Long-term TD investors have received good total returns. A $10,000 investment in TD stock 25 years ago would be worth about $175,000 today with the dividends reinvested.
Enbridge
Enbridge (TSX:ENB)(NYSE:ENB) is a leader in the North American energy infrastructure industry. The company’s oil pipelines transport 30% of the oil produced in Canada and the United States. Enbridge also moves 20% of the natural gas used by Americans. In addition, Enbridge has natural gas utilities that provide millions of Canadian homes and businesses with essential fuel. Solar, wind, and geothermal power facilities round out the asset portfolio.
Looking ahead, Enbridge is investing in assets to meet the growing international demand for North American oil and natural gas. Enbridge purchased an oil export terminal in the United States for US$3 billion late last year. In 2022, the company has already announced plans to build two natural gas pipelines to supply liquified natural gas (LNG) facilities on the U.S. Gulf Coast. In Canada, Enbridge just purchased a 30% stake in the $5.1 billion Woodfibre LNG project to be computed by 2027 in British Columbia.

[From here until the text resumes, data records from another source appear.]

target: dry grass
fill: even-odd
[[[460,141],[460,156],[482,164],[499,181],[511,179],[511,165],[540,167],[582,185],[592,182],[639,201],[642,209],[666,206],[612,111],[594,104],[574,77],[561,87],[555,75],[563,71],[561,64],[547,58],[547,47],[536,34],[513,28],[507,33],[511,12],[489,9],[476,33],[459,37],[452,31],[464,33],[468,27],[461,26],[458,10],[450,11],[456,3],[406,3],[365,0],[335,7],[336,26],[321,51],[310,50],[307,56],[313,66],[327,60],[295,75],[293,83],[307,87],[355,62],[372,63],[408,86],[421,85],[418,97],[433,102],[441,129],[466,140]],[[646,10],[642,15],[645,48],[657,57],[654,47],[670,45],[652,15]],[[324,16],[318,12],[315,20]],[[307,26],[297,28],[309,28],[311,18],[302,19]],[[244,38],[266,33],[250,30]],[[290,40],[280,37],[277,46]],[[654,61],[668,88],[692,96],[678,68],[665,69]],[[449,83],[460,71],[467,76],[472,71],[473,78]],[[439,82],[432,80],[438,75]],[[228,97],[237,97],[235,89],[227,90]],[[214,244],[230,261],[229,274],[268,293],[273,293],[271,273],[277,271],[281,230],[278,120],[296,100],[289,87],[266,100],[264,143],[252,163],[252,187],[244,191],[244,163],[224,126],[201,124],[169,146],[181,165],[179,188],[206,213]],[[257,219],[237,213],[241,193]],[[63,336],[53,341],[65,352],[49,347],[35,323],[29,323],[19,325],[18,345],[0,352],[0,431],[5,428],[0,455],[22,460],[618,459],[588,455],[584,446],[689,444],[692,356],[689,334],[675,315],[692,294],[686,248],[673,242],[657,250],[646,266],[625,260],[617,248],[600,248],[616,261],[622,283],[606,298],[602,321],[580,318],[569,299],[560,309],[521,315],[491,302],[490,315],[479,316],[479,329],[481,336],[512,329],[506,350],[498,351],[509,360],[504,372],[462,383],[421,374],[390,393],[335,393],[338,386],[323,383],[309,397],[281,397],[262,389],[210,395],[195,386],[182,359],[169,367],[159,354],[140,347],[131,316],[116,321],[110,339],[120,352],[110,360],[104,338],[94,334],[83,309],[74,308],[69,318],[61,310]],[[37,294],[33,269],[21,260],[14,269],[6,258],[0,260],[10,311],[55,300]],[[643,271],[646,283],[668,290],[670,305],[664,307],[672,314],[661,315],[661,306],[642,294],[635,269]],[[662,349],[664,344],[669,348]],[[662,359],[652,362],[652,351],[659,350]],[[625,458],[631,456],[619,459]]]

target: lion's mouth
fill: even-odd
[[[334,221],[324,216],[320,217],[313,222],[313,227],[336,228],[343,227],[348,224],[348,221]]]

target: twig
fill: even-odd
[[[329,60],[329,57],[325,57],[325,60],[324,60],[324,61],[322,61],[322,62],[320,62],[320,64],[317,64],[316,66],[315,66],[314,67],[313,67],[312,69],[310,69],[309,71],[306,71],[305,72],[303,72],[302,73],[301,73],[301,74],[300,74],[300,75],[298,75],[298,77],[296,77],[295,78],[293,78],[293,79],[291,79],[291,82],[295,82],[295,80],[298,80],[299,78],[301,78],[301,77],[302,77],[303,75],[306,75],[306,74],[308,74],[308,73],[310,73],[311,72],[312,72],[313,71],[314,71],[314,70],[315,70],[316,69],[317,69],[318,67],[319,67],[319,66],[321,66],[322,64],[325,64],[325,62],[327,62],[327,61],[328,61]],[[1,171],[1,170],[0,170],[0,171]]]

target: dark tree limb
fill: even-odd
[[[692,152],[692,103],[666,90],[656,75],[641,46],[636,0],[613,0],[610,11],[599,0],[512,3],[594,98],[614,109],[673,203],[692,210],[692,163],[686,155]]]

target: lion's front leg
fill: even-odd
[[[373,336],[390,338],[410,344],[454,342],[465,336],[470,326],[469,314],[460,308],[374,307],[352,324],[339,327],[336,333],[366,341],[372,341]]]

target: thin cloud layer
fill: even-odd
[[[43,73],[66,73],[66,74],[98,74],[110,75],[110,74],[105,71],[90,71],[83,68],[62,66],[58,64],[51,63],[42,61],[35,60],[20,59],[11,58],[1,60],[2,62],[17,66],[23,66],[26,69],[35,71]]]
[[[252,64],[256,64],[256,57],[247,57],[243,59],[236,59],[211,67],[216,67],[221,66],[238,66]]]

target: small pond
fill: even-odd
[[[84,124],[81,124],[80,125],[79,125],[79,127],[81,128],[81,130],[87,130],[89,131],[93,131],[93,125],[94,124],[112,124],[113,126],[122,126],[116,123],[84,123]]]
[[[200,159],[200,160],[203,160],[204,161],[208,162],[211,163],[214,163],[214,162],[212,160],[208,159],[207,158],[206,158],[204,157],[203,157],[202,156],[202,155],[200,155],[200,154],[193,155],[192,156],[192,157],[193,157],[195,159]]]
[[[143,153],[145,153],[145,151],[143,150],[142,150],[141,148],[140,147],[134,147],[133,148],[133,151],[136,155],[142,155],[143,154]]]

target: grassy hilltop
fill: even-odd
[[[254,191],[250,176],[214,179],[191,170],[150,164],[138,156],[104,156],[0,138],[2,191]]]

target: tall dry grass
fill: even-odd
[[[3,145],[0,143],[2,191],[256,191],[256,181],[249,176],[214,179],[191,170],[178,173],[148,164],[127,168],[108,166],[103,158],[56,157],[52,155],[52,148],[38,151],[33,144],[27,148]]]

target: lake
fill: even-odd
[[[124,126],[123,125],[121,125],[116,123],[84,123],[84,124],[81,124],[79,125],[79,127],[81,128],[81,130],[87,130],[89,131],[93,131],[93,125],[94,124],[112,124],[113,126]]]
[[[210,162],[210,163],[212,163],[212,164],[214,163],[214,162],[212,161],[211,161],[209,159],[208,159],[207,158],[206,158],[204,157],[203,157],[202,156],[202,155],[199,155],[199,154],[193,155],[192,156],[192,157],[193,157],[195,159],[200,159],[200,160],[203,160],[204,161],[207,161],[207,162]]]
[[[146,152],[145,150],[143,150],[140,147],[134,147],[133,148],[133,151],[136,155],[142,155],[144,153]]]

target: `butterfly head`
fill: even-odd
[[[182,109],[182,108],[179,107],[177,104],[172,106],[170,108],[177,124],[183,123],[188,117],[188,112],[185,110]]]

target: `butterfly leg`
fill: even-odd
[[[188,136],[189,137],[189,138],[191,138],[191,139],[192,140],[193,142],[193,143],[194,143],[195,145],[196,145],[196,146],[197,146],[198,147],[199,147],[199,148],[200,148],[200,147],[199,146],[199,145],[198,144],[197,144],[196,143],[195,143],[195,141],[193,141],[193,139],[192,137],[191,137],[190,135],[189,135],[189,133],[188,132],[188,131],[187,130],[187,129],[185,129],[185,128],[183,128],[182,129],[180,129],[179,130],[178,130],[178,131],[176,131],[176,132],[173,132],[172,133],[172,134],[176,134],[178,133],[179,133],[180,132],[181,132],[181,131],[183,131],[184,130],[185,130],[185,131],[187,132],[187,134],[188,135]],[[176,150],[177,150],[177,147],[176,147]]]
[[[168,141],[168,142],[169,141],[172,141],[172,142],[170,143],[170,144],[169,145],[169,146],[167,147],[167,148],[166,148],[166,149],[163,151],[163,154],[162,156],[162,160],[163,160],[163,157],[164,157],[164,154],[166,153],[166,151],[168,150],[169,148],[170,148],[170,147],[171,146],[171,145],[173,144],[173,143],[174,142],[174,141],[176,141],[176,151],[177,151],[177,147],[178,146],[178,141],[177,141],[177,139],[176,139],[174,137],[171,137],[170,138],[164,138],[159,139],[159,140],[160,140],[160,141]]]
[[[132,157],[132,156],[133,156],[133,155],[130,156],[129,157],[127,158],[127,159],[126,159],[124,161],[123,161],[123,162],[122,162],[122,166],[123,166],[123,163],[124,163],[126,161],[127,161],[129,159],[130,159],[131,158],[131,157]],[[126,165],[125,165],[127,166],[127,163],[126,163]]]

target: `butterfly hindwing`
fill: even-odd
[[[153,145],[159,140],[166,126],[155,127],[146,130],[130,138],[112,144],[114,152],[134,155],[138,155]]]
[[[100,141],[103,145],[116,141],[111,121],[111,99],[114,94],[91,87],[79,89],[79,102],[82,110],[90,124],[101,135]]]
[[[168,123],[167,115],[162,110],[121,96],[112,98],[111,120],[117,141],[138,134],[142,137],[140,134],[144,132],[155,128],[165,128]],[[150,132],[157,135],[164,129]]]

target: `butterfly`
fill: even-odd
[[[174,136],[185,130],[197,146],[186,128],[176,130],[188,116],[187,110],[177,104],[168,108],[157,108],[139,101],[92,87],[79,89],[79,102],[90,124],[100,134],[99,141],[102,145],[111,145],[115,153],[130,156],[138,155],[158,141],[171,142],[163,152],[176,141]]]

Enbridge raised the dividend in each of the past 27 years. Investors should expect to see ongoing annual payout increases in the 3-5% range over the medium term. The stock is down a bit from the 2022 highs and now offers investors an attractive 6% dividend yield.
A $10,000 investment in Enbridge stock 25 years ago would be worth about $230,000 today with the dividends reinvested.
The bottom line on top stocks to buy for total returns
TD and Enbridge are top TSX dividend stocks that look cheap today and offer growing distributions. If you have some cash to put to work in a self-directed RRSP focused on total returns, these stocks deserve to be on your radar.